Local-Time AdamW for Stability-Gap Reduction in Continual Learning

Abstract

Continual learning systems suffer from the stability gap---a transient drop in performance on previously learned tasks immediately after switching to a new task. While catastrophic forgetting has been extensively studied, the role of optimizer state in the stability gap remains underexplored. We identify that AdamW's bias correction, designed for cold-start training, becomes counterproductive at task boundaries where moment estimates are warm but misaligned with the new task's gradients. We propose Local-Time AdamW (LT-AdamW), which resets only the bias-correction timestep at task boundaries while preserving moment buffers. This produces natural update dampening when moment estimates are stale, reducing the effective learning rate by approximately $3\times$ in early post-switch steps.
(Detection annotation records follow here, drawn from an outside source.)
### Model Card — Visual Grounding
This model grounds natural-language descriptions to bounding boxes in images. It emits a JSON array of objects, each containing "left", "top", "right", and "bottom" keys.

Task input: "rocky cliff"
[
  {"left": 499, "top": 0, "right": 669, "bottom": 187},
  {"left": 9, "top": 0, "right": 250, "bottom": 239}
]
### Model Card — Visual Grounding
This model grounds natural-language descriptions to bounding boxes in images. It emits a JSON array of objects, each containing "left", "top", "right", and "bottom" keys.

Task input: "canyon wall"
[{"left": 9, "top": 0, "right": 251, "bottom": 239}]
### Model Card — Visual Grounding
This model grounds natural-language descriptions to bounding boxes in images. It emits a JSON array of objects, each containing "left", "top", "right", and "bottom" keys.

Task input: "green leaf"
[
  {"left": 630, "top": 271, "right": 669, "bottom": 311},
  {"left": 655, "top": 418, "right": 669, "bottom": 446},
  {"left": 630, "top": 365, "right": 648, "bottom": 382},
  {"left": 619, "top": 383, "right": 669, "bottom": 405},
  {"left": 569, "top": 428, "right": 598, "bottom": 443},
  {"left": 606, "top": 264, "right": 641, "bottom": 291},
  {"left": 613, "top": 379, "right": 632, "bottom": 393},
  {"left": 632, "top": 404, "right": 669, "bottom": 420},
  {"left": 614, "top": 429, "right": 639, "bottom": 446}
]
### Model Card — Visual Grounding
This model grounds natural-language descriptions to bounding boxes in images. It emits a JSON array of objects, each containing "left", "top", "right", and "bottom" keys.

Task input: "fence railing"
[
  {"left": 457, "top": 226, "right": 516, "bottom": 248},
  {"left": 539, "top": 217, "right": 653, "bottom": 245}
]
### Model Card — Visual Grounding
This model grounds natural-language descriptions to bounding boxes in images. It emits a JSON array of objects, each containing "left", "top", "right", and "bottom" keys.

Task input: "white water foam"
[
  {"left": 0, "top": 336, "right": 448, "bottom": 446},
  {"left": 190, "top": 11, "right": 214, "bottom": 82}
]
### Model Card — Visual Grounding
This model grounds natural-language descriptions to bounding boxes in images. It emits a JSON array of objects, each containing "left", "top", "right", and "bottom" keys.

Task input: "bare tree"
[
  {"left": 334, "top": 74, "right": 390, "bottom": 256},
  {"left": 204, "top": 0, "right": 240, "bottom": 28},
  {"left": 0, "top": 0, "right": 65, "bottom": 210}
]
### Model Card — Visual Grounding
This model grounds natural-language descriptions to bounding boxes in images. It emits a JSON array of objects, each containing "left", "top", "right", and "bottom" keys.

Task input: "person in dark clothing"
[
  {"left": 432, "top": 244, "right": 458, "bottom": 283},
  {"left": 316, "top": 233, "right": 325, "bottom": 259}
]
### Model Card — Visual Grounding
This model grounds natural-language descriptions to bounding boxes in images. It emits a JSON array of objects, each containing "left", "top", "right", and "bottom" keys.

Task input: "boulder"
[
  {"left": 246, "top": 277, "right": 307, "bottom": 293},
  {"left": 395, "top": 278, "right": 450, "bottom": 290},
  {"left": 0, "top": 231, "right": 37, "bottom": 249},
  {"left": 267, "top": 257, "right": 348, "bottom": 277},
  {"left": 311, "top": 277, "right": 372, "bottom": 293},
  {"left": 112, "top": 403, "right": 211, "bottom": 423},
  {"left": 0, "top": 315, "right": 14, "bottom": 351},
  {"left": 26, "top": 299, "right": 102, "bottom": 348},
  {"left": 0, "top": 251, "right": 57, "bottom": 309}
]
On Split CIFAR-100, LT-AdamW reduces the stability gap by 31% and improves minimum post-switch accuracy by 24%. On Rotated MNIST, it reduces the stability gap by 17%. Empirical analysis confirms that update dampening matches theoretical predictions, and a control experiment verifies that the benefit is specifically attributable to the bias-correction mechanism. LT-AdamW requires only a one-line code change and serves as a drop-in replacement for standard AdamW in continual learning pipelines.